The zone's formation was jointly agreed upon after Guangxi and Vietnam's northern province, Lang Son, signed a memorandum in January 2007. Guangxi expects the jointly managed zone to become an import-export processing center and a distribution depot with tax perks offered by both countries' customs.

China and Vietnam have also signed a similar framework agreement to establish a 10-sq-km cross-border economic zone between Dongxing, the only Chinese city with both land and sea borders with countries in the Association of Southeast Asian Nations (ASEAN) and Mong Cai city, northern Vietnam's largest border trade zone.

Both zones are parts of the free trade area between China and the ASEAN that took effect on Jan 1, 2010.

Tariffs are waived on 90 percent of products traded between China and ASEAN countries in the area, which is home to 1.9 billion people and boasts a combined GDP of $6 trillion. It is the world's third-largest free trade zone, after the European Union and the North American Free Trade Area.

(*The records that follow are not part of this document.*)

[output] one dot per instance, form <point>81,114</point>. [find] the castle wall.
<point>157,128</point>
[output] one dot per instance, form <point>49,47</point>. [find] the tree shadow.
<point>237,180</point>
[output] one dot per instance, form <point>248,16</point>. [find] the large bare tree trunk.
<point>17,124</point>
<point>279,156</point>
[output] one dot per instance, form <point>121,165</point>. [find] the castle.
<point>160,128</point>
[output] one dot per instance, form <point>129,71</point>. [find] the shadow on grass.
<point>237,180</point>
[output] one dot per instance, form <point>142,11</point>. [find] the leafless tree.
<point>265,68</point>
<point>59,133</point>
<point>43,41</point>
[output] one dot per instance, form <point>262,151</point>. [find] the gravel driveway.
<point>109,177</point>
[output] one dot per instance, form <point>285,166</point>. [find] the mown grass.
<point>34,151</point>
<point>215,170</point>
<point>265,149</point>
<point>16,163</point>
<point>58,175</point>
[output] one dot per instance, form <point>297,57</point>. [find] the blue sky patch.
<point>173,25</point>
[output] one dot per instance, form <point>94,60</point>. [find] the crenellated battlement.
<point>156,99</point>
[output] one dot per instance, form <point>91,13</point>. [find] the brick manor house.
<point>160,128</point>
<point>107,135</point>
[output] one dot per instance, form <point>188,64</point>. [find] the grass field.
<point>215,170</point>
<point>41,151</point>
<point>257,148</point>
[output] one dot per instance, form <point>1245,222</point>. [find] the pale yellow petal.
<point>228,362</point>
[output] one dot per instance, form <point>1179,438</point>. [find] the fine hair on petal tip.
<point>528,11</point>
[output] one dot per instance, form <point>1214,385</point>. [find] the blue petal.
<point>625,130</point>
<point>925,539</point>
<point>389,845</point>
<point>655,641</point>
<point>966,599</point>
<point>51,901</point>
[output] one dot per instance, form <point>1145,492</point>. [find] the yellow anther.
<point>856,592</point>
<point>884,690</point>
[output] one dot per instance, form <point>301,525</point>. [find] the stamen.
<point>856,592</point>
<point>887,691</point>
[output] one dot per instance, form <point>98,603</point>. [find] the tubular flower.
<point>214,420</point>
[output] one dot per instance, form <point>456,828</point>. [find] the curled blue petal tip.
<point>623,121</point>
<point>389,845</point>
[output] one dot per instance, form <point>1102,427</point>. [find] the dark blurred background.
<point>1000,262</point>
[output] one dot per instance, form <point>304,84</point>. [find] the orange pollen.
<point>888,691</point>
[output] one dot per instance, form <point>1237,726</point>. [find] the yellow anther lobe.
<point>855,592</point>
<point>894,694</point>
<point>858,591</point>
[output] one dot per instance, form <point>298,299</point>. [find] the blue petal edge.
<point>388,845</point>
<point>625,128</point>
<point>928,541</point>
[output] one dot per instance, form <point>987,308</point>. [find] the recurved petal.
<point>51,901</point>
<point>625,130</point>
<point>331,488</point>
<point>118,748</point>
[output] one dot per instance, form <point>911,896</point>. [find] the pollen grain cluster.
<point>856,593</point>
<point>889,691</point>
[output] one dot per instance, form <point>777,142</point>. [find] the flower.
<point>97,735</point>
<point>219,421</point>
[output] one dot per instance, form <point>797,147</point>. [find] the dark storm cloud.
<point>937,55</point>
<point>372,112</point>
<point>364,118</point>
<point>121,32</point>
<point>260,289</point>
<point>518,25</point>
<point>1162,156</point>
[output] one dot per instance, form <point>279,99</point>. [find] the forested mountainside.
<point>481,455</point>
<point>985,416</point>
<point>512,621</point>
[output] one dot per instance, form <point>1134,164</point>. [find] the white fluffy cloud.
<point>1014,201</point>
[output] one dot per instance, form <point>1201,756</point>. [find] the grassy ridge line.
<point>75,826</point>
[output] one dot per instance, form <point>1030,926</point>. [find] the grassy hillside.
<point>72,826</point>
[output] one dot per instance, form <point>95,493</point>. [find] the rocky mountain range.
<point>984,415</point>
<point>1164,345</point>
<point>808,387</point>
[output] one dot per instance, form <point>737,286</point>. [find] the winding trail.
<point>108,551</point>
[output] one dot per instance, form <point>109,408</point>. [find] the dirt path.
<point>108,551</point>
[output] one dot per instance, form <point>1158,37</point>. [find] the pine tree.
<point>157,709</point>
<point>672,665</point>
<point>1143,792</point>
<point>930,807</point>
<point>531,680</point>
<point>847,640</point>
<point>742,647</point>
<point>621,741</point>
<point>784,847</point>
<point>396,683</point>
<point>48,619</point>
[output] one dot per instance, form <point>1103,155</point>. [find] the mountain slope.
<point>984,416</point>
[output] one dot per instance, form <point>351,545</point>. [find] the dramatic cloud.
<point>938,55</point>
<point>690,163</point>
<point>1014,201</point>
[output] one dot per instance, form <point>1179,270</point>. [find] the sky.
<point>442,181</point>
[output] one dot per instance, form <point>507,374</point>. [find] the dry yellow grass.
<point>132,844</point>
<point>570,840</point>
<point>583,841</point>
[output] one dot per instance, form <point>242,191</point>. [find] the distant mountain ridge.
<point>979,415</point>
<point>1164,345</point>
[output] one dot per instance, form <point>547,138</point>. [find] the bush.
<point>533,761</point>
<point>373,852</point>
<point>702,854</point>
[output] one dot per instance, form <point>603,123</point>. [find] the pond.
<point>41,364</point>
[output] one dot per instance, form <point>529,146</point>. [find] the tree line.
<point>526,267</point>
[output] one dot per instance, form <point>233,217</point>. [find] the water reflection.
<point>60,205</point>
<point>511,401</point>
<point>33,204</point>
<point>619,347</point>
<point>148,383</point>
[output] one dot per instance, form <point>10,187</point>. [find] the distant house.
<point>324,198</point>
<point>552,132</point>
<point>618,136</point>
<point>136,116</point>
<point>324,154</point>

This year marks the 20th year since China and the ASEAN established official relations, and Guangxi has remained a frontier of cooperation and exchanges. Last month, China's sixth and only bonded port on its western coast began operations in Qinzhou, a city in Guangxi with the closest bonded port to ASEAN countries.

The Pingxiang-Dong Dang economic zone is also a vital part of another ambitious project, the Nanning-Singapore Economic Corridor, said Zhao Leqin, Party chief of Chongzuo city, which administrates Pingxiang. The corridor, first proposed by Guangxi in 2006, starts from the autonomous region's capital city Nanning and traverses Vietnam, Laos, Cambodia, Thailand, Malaysia and Singapore.

A third regional cooperation platform in Guangxi is the Beibu Gulf Economic Zone, approved by the State Council in 2008. Ma, Guangxi's chairman, said the zone is expected to contribute more than 40 percent of the autonomous region's GDP by 2015.

Guangxi has planned 2,375 projects in the economic zone. These involve industry, ports, transportation, urban construction, logistics, tourism and culture. The projects will require a total investment of 2.6 trillion yuan between 2011 and 2015.

Guangxi is the most populous of China's five autonomous regions. About 60 percent of its 51 million residents are farmers, said its deputy chairman Chen Zhangliang.

Local authorities have vowed to urbanize half of the autonomous region by 2015, transforming at least 5 million farmers into urban dwellers.

Guangxi's current urbanization rate is 40.6 percent.